Sul territorio regionale, oltre alle linee e impianti ad altissima AAT (380, 220 kV) ed alta tensione AT (40-150 kV) appartenenti alla Rete di trasmissione nazionale gestita da Terna, sono presenti anche gli elettrodotti afferenti alla rete di distribuzione primaria (AT) e alle reti di distribuzione MT (15 kV) e BT (220 V), appartenenti a diversi proprietari (Terna, Società Enipower Ferrara, Terna Rete Italia srl ex Telat, Enel distribuzione, RFI, Aziende municipalizzate, oltre ad alcune linee di privati che connettono alla rete piccoli impianti di produzione di energia elettrica).
Le tensioni sopra citate nella classificazione delle diverse reti sono quelle caratteristiche della gran parte delle linee elettriche in corrente alternata presenti in regione; tuttavia, per completezza, va precisato che le linee MT possono avere in generale tensione compresa tra 1 kV e 30 kV e di conseguenza nei dati relativi a questa tipologia di linee vengono conteggiati anche linee elettriche a 20 e 30 kV presenti in alcune province dell’Emilia-Romagna, diverse linee a 5 e 10 kV di proprietà RFI in prossimità e al servizio delle stazioni ferroviarie, nonché le linee elettriche di contatto lungo i binari in corrente continua a 3 kV. Anche le linee elettriche di alimentazione della nuova tratta ferroviaria ad alta velocità (AV) MI-BO, che utilizzano una tensione ancora differente (25 kV in corrente alternata monofase), dovrebbero confluire in questa categoria, ma il dato non è disponibile con dettaglio provinciale.

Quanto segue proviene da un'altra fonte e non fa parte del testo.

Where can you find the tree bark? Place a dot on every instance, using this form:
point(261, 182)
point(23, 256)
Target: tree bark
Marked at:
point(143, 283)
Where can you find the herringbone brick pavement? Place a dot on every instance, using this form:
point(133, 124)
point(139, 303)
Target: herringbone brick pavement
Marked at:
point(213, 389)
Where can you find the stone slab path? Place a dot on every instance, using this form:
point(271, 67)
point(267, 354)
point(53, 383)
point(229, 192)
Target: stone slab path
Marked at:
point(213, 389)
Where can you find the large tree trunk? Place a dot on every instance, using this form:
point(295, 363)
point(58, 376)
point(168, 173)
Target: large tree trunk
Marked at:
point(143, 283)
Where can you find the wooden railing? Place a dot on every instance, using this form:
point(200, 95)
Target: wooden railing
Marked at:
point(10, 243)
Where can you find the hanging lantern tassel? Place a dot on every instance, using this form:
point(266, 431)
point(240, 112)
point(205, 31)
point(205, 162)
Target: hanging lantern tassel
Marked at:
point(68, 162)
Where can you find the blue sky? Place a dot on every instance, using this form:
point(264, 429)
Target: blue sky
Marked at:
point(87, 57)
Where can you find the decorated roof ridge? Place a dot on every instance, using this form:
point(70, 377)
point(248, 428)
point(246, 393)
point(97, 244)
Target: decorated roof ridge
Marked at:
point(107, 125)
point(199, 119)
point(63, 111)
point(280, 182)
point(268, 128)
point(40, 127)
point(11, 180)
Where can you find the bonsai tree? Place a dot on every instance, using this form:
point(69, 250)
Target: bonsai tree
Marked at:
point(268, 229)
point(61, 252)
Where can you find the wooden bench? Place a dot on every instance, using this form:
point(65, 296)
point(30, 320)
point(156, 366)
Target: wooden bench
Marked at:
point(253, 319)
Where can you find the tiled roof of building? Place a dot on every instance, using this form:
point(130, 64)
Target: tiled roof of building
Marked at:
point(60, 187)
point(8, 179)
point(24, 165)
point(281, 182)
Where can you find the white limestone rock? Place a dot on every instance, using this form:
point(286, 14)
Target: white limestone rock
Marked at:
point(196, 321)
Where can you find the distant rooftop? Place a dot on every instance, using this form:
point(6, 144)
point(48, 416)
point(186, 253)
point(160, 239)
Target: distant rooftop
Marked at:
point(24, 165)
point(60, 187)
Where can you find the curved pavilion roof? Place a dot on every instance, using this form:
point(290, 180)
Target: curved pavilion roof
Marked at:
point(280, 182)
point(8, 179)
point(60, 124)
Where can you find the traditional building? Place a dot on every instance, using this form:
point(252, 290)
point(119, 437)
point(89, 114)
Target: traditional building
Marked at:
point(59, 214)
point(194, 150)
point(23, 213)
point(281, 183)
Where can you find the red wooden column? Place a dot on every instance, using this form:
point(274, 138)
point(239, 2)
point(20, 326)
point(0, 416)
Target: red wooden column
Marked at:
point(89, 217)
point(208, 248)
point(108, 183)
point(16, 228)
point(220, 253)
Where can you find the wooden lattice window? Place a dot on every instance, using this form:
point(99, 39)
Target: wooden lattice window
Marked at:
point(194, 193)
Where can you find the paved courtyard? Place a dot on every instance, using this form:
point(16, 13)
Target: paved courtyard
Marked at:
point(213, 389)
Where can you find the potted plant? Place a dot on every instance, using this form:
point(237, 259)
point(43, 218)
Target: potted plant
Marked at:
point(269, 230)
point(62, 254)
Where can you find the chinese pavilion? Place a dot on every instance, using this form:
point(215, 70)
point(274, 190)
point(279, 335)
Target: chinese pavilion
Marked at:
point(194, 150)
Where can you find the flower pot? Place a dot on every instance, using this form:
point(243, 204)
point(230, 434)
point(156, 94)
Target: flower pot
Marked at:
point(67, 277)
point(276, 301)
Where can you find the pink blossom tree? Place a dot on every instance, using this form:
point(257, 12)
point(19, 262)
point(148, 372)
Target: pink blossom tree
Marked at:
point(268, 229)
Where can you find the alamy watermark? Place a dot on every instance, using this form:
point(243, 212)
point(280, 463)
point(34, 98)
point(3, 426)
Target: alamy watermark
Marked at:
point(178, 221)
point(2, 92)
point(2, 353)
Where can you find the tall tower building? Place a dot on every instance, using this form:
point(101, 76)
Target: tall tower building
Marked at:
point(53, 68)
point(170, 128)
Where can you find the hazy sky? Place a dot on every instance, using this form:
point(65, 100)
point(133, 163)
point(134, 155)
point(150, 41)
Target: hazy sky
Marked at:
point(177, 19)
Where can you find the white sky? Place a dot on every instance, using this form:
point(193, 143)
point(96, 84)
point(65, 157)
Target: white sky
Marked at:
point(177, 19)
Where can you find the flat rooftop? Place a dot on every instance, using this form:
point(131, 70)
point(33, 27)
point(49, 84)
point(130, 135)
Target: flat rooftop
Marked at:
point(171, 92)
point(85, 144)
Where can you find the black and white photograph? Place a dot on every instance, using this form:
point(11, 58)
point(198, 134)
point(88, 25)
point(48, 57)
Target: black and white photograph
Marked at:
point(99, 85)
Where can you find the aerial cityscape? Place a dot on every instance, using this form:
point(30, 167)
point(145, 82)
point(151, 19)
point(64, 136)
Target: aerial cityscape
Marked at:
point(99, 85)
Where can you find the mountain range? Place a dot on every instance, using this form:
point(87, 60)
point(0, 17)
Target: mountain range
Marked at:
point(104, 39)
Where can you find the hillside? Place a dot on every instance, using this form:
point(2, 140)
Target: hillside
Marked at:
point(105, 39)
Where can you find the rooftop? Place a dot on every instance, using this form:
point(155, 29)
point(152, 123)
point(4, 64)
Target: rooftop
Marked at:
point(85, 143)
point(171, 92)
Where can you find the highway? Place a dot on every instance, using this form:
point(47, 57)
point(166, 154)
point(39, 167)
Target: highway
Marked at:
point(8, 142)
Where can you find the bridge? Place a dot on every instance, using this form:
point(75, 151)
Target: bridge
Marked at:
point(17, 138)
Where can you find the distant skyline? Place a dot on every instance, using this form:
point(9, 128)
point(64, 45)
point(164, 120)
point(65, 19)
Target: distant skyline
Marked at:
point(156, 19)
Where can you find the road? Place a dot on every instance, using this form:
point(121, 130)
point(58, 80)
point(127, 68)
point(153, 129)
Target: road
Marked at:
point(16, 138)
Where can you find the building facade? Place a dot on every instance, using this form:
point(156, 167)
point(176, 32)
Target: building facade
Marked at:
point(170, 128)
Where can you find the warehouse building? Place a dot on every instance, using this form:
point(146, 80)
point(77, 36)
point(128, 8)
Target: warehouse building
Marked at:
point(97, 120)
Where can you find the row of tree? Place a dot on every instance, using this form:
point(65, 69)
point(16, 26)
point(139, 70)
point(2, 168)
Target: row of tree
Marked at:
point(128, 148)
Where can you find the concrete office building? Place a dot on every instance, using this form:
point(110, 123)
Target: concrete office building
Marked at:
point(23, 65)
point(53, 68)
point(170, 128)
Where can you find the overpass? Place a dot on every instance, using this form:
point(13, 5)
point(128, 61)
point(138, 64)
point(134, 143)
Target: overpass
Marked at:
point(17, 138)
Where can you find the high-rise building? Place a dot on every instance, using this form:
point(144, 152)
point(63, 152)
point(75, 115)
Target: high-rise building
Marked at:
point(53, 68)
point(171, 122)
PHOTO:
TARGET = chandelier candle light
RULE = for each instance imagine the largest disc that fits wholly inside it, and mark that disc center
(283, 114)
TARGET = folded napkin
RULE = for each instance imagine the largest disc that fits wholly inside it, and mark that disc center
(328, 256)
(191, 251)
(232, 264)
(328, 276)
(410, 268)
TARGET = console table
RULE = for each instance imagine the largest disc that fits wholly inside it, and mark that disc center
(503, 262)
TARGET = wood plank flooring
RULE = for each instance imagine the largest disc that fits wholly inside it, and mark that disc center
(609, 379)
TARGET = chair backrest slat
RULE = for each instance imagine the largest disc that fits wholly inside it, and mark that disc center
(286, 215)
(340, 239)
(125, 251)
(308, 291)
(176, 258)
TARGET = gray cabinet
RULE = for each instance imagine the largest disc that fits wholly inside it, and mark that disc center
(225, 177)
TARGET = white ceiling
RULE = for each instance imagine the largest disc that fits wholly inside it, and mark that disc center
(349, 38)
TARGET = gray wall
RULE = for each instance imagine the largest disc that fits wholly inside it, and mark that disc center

Per quanto riguarda le sorgenti di campi elettromagnetici a bassa frequenza trattate nel presente indicatore, la completezza ed affidabilità delle informazioni è migliorata costantemente negli anni, sebbene persistano ancora alcune difficoltà nell’aggiornamento annuale dei dati, anche a causa della notevole eterogeneità dei soggetti coinvolti e delle relative fonti di informazione.

Scopo

Quantificare le fonti principali di pressione sul territorio per quanto riguarda i campi elettromagnetici a bassa frequenza, al fine di pervenire a una buona conoscenza riguardo alla distribuzione e caratterizzazione delle sorgenti presenti con riferimento alla potenziale esposizione della popolazione. Produrre uno strumento idoneo a supportare le strutture addette alla vigilanza e controllo sull’impiego delle radiazioni non ionizzanti e ad agevolare l’espressione dei pareri tecnici relativi al rilascio delle autorizzazioni da parte degli Enti locali interessati.